C’est Diane, la nouvelle et douce épouse de papa qui débarqua un jour chez moi, toute affairée : « Regarde, me dit-elle surexcitée en ouvrant le poing, regarde ce qui est tombé du ciel à mes pieds ! Nous nous promenions à la Grand-Place, papa et moi, quand tout à coup " quelque chose " est tombé du ciel juste devant moi ! En ramassant le petit objet, j’ai eu l’intuition que tu attendais un garçon, je l’ai dit à papa et nous voici ! » Une petite médaille dorée brillait dans la paume de sa main, tout comme ses beaux yeux bleus magnétiques qui me fixaient intensément. Le prénom Michel était joliment calligraphié en lettres rondes sur le médaillon. C’était bien vrai, j’attendais un petit Michel. L’auteur de mes jours était aux anges, la perspective de serrer sur son cœur de « bon-papa » un second petit-fils le comblait de joie. Ma Didine, tendre sobriquet que j’attribuai affectueusement à ma nouvelle belle-mère car nous nous étions liées d’amitié dès les premiers instants de notre rencontre, ma Didine, donc, me jura que rien ne pouvait expliquer de façon rationnelle le phénomène. La médaille avait littéralement dégringolé du ciel sous le regard impassible de l’archange saint Michel terrassant le dragon, figure hideuse symbolisant Satan, depuis la flèche qui surplombe le beffroi de l’hôtel de ville de la Grand-Place de Bruxelles que l’on vient admirer à juste titre des quatre coins du monde.
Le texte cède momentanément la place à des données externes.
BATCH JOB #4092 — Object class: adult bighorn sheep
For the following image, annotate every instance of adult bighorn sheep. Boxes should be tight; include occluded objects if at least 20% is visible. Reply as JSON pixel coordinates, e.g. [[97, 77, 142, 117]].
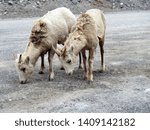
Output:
[[54, 9, 106, 81], [16, 7, 76, 83]]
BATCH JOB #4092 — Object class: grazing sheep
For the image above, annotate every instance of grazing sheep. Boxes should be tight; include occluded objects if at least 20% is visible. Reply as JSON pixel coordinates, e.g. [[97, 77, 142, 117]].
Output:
[[16, 7, 76, 83], [55, 9, 106, 81]]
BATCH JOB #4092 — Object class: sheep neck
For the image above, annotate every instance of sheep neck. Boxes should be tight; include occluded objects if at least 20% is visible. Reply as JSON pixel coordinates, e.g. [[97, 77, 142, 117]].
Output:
[[23, 44, 41, 66]]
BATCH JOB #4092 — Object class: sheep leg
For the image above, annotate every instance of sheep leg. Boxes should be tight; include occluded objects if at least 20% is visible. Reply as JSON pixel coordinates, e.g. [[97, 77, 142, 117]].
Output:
[[39, 55, 45, 74], [99, 38, 105, 72], [48, 49, 55, 81], [88, 49, 94, 81], [79, 52, 82, 69], [82, 50, 88, 79]]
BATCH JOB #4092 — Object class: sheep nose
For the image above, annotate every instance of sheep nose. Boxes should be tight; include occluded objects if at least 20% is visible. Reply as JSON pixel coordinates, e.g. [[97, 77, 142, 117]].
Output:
[[67, 59, 71, 64]]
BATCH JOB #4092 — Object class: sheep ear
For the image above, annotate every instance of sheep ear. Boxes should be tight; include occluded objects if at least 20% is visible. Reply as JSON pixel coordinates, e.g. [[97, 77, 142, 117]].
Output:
[[52, 45, 61, 57], [40, 21, 46, 27], [25, 56, 30, 64], [17, 54, 22, 63]]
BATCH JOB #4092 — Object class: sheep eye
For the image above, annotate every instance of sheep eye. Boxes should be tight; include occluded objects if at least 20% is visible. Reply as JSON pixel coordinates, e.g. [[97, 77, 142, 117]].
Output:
[[21, 68, 26, 72]]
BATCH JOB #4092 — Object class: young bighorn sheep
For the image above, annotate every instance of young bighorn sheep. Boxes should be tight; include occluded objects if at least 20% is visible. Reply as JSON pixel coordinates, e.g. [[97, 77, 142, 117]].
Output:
[[54, 9, 106, 81], [16, 7, 76, 83]]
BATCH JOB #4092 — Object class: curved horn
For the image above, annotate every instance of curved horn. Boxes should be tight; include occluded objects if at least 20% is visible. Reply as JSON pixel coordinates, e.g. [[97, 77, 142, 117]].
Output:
[[52, 45, 61, 56]]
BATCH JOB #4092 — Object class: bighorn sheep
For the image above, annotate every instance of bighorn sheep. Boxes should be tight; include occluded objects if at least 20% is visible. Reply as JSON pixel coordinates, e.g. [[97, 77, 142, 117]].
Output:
[[54, 9, 106, 81], [16, 7, 76, 83]]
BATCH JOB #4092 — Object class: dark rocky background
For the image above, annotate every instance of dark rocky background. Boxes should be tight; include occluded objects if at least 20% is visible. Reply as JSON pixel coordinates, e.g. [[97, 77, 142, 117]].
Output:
[[0, 0, 150, 18]]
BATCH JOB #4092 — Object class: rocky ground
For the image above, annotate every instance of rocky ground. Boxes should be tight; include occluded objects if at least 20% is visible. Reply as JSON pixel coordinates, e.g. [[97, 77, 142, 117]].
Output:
[[0, 0, 150, 18], [0, 11, 150, 113]]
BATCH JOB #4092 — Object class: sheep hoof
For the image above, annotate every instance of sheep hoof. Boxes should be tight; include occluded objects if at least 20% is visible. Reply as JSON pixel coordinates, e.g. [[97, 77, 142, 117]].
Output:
[[39, 71, 44, 74], [49, 73, 54, 81]]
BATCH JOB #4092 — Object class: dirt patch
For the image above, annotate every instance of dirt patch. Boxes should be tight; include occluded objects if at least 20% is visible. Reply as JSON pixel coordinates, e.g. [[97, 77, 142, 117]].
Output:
[[0, 0, 150, 18]]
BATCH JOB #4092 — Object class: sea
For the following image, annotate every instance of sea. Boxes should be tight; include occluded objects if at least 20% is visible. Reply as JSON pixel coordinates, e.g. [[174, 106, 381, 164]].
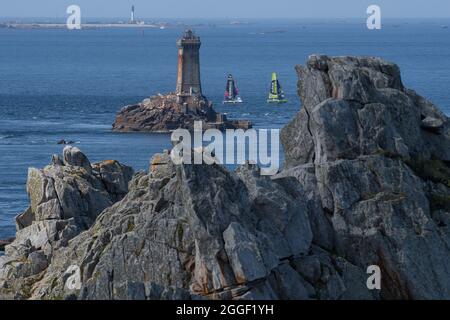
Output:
[[0, 19, 450, 238]]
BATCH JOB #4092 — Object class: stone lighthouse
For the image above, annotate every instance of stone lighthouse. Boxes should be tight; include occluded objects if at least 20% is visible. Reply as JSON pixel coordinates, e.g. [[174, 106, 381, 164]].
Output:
[[176, 30, 203, 103]]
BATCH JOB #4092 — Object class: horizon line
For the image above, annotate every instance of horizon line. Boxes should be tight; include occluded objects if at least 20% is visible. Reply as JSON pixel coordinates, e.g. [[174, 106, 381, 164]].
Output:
[[0, 15, 450, 20]]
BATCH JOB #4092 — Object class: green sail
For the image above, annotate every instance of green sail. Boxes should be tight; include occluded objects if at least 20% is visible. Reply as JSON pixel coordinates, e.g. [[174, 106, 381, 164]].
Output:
[[267, 72, 288, 103]]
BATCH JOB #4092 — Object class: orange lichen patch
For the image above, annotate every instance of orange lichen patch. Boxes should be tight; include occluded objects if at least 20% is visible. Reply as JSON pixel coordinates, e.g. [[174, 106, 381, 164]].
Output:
[[100, 160, 117, 166], [151, 155, 166, 172]]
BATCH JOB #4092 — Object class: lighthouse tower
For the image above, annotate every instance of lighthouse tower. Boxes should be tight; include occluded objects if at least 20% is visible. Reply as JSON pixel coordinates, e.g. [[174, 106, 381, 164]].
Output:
[[130, 5, 134, 23], [176, 30, 203, 103]]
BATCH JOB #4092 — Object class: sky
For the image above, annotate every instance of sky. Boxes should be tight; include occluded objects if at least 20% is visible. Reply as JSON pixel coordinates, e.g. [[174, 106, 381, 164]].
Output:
[[0, 0, 450, 19]]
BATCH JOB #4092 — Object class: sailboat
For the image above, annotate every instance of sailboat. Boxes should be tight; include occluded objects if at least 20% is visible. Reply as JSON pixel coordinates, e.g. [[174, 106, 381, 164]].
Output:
[[267, 72, 288, 103], [223, 74, 243, 104]]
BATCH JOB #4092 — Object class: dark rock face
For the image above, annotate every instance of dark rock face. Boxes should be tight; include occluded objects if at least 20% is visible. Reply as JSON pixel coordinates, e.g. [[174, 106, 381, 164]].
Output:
[[0, 153, 373, 299], [113, 94, 251, 133], [0, 56, 450, 299], [280, 56, 450, 299], [0, 147, 133, 298]]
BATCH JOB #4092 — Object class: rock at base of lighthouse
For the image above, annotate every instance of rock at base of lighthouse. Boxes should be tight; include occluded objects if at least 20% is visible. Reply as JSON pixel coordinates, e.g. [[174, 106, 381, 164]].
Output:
[[113, 93, 252, 133]]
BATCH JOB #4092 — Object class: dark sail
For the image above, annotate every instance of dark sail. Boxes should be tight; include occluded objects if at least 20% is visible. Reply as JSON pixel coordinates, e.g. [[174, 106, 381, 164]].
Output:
[[224, 74, 242, 103]]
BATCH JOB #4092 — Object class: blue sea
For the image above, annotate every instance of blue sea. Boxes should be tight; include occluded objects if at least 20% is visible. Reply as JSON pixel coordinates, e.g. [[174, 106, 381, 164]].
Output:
[[0, 20, 450, 238]]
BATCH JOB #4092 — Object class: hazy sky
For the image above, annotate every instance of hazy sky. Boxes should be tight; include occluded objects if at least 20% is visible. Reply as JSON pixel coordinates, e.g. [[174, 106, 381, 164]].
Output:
[[0, 0, 450, 18]]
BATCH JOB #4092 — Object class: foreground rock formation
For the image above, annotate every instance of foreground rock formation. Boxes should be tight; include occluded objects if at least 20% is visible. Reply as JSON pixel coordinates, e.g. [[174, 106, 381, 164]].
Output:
[[0, 56, 450, 299], [280, 56, 450, 299], [113, 94, 252, 133]]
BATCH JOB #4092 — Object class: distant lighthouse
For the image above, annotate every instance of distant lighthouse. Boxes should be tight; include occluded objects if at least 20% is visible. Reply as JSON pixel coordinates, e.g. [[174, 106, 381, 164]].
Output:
[[176, 30, 203, 102], [131, 5, 134, 23]]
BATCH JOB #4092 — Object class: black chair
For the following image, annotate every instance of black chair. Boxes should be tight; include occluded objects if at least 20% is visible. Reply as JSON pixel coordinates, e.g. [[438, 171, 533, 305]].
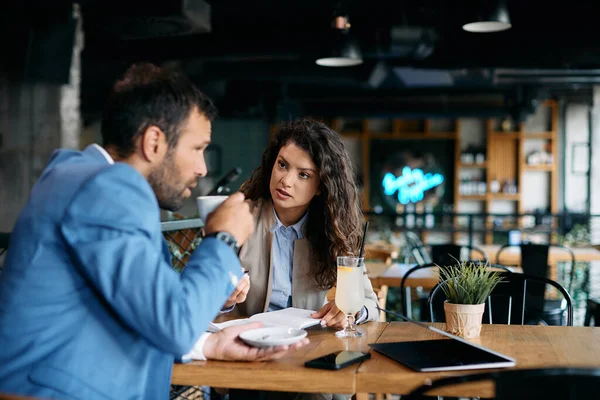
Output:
[[403, 368, 600, 400], [496, 243, 575, 325], [0, 232, 10, 272], [430, 243, 490, 265], [404, 231, 432, 265], [0, 232, 10, 256], [583, 298, 600, 326], [400, 263, 437, 321], [428, 271, 573, 326], [400, 260, 512, 321]]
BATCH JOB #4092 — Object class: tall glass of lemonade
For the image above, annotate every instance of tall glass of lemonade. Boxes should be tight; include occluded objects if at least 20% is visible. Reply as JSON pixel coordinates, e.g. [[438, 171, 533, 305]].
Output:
[[335, 257, 365, 338]]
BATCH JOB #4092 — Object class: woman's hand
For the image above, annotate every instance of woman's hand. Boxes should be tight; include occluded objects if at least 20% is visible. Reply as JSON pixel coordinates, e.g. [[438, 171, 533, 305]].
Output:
[[223, 274, 250, 309], [202, 322, 308, 361], [310, 300, 348, 329]]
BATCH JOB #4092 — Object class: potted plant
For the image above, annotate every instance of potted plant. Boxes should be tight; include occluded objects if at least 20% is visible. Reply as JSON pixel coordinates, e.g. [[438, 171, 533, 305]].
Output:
[[440, 261, 502, 339]]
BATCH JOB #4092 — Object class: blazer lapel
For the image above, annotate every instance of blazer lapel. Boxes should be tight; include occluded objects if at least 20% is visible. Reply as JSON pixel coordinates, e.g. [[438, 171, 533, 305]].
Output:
[[292, 238, 312, 309], [260, 200, 275, 312]]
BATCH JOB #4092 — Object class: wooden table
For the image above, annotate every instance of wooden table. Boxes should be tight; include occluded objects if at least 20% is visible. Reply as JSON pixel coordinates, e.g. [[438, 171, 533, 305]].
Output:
[[471, 245, 600, 280], [172, 323, 387, 394], [172, 322, 600, 398], [356, 322, 600, 398]]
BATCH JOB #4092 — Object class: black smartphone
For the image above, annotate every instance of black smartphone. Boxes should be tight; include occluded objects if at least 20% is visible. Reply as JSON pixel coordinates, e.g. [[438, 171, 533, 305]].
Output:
[[304, 351, 371, 369]]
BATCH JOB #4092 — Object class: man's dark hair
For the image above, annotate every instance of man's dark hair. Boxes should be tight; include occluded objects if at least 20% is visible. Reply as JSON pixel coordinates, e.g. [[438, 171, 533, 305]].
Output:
[[102, 63, 217, 157]]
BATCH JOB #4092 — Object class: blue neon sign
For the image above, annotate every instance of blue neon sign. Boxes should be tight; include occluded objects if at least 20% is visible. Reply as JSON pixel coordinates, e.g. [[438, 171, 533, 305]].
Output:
[[381, 167, 444, 204]]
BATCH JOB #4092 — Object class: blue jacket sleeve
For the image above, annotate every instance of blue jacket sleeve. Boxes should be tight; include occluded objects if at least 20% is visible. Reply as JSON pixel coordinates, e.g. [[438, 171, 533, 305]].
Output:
[[61, 165, 242, 356]]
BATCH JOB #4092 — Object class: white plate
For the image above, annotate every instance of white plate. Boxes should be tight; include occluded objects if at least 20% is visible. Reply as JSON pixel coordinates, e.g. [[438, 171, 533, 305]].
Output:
[[240, 327, 306, 347]]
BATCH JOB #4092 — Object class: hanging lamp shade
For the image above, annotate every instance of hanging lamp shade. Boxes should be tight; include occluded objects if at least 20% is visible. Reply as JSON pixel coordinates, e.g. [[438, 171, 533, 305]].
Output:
[[315, 16, 363, 67], [463, 1, 512, 33]]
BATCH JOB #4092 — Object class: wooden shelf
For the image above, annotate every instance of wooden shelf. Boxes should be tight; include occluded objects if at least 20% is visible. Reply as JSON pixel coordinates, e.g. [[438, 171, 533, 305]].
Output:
[[453, 100, 559, 244], [523, 164, 554, 172], [488, 193, 521, 201], [457, 161, 487, 168], [340, 131, 363, 138], [369, 132, 456, 140], [458, 194, 487, 201], [521, 132, 554, 139], [490, 132, 521, 140]]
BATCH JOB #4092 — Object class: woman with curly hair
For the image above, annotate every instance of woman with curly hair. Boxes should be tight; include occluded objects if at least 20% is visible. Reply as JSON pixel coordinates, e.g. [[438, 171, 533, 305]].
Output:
[[236, 119, 378, 329]]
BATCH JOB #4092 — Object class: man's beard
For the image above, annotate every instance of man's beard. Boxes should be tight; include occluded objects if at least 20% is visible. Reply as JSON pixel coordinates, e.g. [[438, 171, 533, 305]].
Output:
[[148, 151, 191, 211]]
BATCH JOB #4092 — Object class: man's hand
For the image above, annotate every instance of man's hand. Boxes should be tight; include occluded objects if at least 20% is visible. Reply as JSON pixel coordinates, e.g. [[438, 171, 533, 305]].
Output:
[[223, 274, 250, 308], [204, 192, 254, 246], [202, 322, 308, 361], [310, 300, 348, 329]]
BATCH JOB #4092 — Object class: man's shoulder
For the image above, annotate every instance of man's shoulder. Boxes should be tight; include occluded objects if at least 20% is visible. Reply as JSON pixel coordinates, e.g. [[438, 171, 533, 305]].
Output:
[[75, 163, 156, 206]]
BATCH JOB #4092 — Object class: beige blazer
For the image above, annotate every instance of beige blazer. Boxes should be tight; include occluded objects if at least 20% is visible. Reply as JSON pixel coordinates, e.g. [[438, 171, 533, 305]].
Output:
[[234, 199, 379, 321]]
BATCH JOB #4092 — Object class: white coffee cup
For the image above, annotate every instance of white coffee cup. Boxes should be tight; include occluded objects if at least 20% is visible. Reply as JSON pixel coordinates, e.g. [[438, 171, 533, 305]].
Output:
[[196, 196, 229, 222]]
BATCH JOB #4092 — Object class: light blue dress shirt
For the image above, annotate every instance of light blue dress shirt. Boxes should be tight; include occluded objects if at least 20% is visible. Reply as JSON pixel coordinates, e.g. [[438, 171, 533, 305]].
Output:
[[268, 208, 369, 324], [268, 209, 308, 311]]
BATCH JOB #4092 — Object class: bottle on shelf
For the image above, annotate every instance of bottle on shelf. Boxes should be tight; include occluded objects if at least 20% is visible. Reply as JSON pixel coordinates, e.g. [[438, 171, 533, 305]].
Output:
[[490, 179, 500, 193], [425, 204, 435, 229], [415, 201, 425, 228], [404, 203, 415, 229]]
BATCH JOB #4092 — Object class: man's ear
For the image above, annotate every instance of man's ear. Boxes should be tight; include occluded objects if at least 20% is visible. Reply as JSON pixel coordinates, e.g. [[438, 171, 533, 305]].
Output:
[[140, 125, 168, 163]]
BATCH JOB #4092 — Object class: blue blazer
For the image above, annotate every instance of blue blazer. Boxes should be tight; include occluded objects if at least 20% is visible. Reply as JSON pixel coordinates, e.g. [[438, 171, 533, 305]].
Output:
[[0, 146, 241, 400]]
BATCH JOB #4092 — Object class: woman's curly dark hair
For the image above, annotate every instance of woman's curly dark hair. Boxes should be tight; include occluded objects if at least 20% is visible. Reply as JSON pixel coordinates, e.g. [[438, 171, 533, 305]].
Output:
[[240, 118, 364, 290]]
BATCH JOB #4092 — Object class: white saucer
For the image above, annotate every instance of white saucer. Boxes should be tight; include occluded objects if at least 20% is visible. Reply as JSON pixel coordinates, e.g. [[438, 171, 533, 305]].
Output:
[[240, 326, 306, 347]]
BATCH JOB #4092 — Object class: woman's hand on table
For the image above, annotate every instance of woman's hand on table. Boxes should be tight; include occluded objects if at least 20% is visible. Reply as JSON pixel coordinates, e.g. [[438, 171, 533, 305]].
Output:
[[223, 273, 250, 309], [310, 300, 348, 329], [202, 322, 309, 361]]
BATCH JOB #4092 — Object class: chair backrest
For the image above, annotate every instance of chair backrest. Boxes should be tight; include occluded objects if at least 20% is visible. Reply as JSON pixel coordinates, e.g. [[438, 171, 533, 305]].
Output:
[[404, 231, 432, 265], [0, 232, 10, 256], [496, 243, 575, 294], [430, 243, 490, 265], [400, 263, 437, 315], [428, 270, 573, 326], [402, 368, 600, 400], [0, 232, 10, 273]]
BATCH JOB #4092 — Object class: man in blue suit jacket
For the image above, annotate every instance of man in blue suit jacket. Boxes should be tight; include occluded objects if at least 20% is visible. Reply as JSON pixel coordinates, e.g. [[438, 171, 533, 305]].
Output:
[[0, 64, 302, 399]]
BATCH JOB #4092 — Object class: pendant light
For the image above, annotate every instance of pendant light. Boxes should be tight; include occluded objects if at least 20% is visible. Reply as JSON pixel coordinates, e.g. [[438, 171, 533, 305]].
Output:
[[463, 0, 512, 33]]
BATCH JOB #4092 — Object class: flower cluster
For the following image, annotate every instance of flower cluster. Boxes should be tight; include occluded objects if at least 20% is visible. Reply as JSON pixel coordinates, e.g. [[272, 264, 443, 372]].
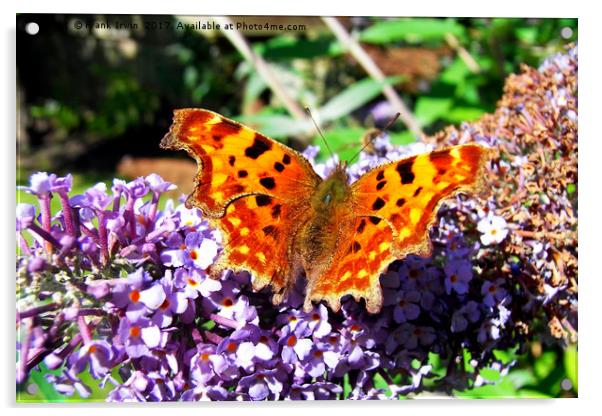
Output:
[[17, 44, 577, 401]]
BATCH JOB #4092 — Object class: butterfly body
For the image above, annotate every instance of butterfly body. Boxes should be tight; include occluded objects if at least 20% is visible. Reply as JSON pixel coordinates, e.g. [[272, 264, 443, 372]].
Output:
[[161, 109, 487, 313]]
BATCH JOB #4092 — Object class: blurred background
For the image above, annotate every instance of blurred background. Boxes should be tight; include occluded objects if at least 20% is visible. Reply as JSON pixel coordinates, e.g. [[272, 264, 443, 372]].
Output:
[[17, 14, 578, 397]]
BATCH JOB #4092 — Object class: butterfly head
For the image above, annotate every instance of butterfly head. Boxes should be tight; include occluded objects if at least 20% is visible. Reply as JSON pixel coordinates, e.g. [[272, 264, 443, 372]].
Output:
[[312, 162, 349, 212]]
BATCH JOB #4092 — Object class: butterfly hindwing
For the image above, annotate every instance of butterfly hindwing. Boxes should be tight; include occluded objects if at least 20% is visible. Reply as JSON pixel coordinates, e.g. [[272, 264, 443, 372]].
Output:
[[305, 217, 393, 313]]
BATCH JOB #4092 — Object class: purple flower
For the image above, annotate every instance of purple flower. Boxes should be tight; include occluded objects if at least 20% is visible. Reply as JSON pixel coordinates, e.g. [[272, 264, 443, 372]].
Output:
[[44, 370, 92, 399], [384, 290, 420, 323], [288, 381, 343, 400], [161, 232, 218, 270], [112, 268, 152, 321], [190, 344, 239, 385], [17, 172, 52, 196], [451, 300, 481, 332], [444, 260, 472, 295], [16, 203, 36, 231], [477, 212, 508, 246], [69, 340, 114, 378], [117, 318, 164, 358], [481, 279, 508, 307], [238, 369, 284, 400]]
La statue de métal doré de plus de cinq mètres de haut, étincelante dans le ciel bruxellois, semble pourtant bien petite, seule tout là-haut. Le sculpteur tenant compte des distorsions de perspective affubla sa gigantesque girouette de proportions totalement disgracieuses afin de la rendre majestueuse depuis les pavés de la plus belle place du monde, quatre-vingt-seize mètres plus bas. Bref, elle est belle de loin, mais loin d’être belle ! Quoi qu’il en soit, c’est aux pieds du puissant archange Michel que Didine ramassa la petite médaille du même nom qui trône désormais sur la cheminée du salon dans notre cher foyer, enserrée dans un petit cadre doré surplombé d’un chérubin miniature. Quitte à passer pour une illuminée, je peux dire sans mentir que mon fils m’a offert son premier cadeau alors qu’il était encore dans mon ventre.